HINT 23B: Think about an allele on one of the chromosomes, which changes the genome-wide mutation rate. Will such an allele increase?
HINT 23C: Assuming that the effects of deleterious alleles on fitness multiply together, the number of deleterious alleles will follow a Poisson distribution; see Box 28.5).
HINT 23D: Begin by calculating the expected number of mutation-free offspring.
HINT 23E: Ignore the initial effects of random drift, which will cause most mutations to be lost, even if they are favorable. In the absence of deleterious mutations, the probability of fixation would be approximately 2s (depending on the distribution of offspring number [see p. 490], but the presence of mutations complicates this).
HINT 23F: Consider what will happen both if the favorable allele has smaller effects and if it has larger effects.
HINT 23G: A qualitative answer will do.
HINT 23H: In a stable outcrossing population, each plant produces on average one seed itself and fertilizes one seed on another plant. Track the numbers of heterozygotes and homozygotes for the selfing allele from one generation to the next.
HINT 23I: Either find the leading eigenvalue, or follow the numbers through several generations to find the eventual rate of increase.
HINT 23J: Work out how many generations it will take for allele frequencies to be equal (see pp. 468–469 and Box 17.1).
HINT 23K: An approximate answer will be fine; see also Figure 23.18.
HINT 23L: Think about the rate of substitution for both sexual and asexual populations.
HINT 23M: Think about the chance that one of the parents carries the rare allele, and how this will be passed on to offspring given intense competition.
HINT 23N: Begin by working out the relative survival of each genotype in each environment.

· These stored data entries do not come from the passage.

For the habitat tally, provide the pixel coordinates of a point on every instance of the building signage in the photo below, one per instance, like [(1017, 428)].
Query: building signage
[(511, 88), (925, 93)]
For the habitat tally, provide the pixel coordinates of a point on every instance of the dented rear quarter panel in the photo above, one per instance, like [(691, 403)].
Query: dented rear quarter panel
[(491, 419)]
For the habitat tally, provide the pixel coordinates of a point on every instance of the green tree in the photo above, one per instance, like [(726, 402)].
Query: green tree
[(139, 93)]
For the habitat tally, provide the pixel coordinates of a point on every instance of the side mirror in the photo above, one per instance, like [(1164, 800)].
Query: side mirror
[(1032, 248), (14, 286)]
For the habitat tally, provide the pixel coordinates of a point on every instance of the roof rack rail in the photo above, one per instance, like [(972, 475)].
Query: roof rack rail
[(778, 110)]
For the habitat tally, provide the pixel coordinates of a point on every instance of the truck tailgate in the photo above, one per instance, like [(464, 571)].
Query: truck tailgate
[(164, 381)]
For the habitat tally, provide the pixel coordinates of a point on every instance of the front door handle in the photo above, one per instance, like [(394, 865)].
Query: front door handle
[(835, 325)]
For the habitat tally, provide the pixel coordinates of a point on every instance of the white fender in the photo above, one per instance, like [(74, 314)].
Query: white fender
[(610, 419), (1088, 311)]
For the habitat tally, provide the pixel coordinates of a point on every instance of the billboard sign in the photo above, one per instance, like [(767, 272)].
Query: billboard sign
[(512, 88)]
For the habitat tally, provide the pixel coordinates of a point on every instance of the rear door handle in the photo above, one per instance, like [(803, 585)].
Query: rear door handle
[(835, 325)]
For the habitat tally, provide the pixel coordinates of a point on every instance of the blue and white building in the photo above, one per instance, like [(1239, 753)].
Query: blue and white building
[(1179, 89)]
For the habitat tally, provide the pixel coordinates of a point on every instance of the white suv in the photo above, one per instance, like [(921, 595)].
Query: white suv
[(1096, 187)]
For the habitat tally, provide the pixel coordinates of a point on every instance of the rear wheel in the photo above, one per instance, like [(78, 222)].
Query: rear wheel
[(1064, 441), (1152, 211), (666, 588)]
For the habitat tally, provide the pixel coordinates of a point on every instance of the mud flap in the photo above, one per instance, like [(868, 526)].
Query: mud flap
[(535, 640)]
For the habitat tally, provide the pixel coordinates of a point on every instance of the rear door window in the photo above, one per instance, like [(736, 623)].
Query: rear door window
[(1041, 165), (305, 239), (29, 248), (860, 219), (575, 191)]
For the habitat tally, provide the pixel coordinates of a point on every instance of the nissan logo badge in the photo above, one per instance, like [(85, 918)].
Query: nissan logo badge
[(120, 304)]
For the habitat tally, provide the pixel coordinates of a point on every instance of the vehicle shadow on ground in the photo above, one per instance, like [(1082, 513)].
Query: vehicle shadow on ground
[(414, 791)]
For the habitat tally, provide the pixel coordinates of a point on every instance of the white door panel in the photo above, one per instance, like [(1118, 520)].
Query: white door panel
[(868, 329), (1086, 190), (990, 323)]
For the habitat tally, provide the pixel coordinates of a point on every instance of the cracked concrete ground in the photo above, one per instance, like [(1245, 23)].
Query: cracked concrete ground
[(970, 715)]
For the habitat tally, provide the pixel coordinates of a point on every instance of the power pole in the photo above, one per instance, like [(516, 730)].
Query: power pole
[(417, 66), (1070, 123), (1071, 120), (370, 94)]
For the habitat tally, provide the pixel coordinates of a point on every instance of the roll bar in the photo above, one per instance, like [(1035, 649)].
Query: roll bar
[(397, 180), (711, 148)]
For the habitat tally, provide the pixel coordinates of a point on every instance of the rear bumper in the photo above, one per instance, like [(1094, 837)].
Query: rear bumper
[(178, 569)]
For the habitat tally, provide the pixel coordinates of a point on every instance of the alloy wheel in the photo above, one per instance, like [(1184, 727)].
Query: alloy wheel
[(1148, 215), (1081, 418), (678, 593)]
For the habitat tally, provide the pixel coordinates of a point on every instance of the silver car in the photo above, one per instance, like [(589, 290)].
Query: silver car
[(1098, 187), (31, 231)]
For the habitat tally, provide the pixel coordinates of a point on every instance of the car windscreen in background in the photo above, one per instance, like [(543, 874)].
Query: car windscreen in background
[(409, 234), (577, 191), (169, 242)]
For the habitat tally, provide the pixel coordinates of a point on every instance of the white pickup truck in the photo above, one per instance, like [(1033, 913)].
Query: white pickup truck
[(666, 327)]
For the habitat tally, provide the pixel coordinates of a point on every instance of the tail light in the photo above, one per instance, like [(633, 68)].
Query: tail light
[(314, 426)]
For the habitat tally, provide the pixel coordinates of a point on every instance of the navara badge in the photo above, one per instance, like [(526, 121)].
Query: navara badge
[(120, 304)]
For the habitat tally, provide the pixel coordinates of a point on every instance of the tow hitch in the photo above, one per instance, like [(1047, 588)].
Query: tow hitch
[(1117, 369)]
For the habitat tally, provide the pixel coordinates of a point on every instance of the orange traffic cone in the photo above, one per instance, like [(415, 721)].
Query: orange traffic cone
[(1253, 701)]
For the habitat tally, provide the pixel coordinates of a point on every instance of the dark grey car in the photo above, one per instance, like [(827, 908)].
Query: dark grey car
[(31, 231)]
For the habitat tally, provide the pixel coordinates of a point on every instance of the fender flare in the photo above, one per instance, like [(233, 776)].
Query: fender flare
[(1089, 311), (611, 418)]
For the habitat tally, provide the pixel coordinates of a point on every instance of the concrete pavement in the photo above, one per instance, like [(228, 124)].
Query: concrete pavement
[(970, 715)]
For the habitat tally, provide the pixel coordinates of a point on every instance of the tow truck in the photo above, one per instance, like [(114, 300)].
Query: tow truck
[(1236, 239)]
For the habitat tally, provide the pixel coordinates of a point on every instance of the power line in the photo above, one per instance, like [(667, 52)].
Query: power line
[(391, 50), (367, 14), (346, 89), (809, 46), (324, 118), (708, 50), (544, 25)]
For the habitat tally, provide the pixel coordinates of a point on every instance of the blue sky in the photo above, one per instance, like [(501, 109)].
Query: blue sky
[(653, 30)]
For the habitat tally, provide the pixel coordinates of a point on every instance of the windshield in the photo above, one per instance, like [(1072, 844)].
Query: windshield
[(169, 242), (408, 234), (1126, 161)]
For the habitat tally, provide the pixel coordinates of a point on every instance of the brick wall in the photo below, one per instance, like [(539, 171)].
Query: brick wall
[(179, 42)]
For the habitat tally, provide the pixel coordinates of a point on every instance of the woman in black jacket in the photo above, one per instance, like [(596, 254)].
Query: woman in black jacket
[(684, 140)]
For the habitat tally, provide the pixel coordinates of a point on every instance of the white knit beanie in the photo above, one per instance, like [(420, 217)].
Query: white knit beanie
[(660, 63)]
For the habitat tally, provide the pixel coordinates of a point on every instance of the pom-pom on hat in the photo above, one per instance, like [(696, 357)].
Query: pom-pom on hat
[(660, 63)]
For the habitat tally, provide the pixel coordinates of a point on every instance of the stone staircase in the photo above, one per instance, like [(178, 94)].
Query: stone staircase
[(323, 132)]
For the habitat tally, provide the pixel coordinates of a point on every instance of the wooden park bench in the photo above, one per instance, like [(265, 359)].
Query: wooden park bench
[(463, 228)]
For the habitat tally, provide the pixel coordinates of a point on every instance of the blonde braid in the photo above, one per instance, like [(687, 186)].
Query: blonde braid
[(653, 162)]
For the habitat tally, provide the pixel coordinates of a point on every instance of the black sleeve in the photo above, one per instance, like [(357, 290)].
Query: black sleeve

HINT 23O: Write the frequencies of the four genotypes at the start of the generation as {1/4 + D, 1/4 – D, 1/4 – D, 1/4 + D}, where D is the strength of linkage disequilibrium (p. 433); then, find how these change as a result of selection within patches. Recall that random mating halves the linkage disequilibrium between unlinked loci (p. 434).
HINT 23P: Compare the mean fitness when all four genotypes are present with the mean fitness if only the two fittest genotypes are present.
HINT 23Q: Using a two-generation cycle (which is equivalent to one alternating cycle), think about the effect of selection and random mating upon genotype frequencies.
HINT 23R: The variance of the average of the two parents is half the variance of each parent.
HINT 23S: Because exp(–x) ~1 – x for small x, the fitness can be approximated by 1 – z2/2Vs. Therefore, we need just the average of this formula.
HINT 23T: Multiply the initial distribution by the relative fitness to get the probability of a trait value after selection.
HINT 23U: It may be easier to assume a specific strength of selection, say Vs = 10Vf.
HINT 23V: A qualitative answer will do.
HINT 23W: With unlinked loci, linkage disequilibrium halves in each generation.
HINT 23X: Assume that δ is small.
HINT 23Y: Recall page 552.
HINT 23Z: This will approximate to a Poisson distribution.
HINT 23AA: Assume that in a stable population, both wild type and haplodiploids produce one son and one daughter. Assuming that allele A is rare, you must follow the numbers of Aa females, of diploid Aa males, and haploid A males. These numbers can be iterated through time for a numerical example; better, the methods of Chapter 28 can be used to find the long-term rate of increase.
HINT 23BB: Assume that the mutation rate at each locus is very low, so that lethal homozygotes are negligibly rare in diploids.
HINT 23CC: You can ignore the weak selection s against recessive lethals as heterozygotes, because they will mainly be eliminated when exposed in males.
HINT 23DD: Calculate the expected number of recessive lethals (inherited + new) for daughters and sons.
HINT 23EE: Assume that the population is fixed for maximum gamete size M.
HINT 23FF: Work out the net fitness for each gamete type; at equilibrium, these must be equal. For further detail and references, see Web Notes.
HINT 23GG: We can measure E and 1/β relative to the substrate concentration, X.
HINT 23HH: Sketch a graph of fitness against enzyme concentration.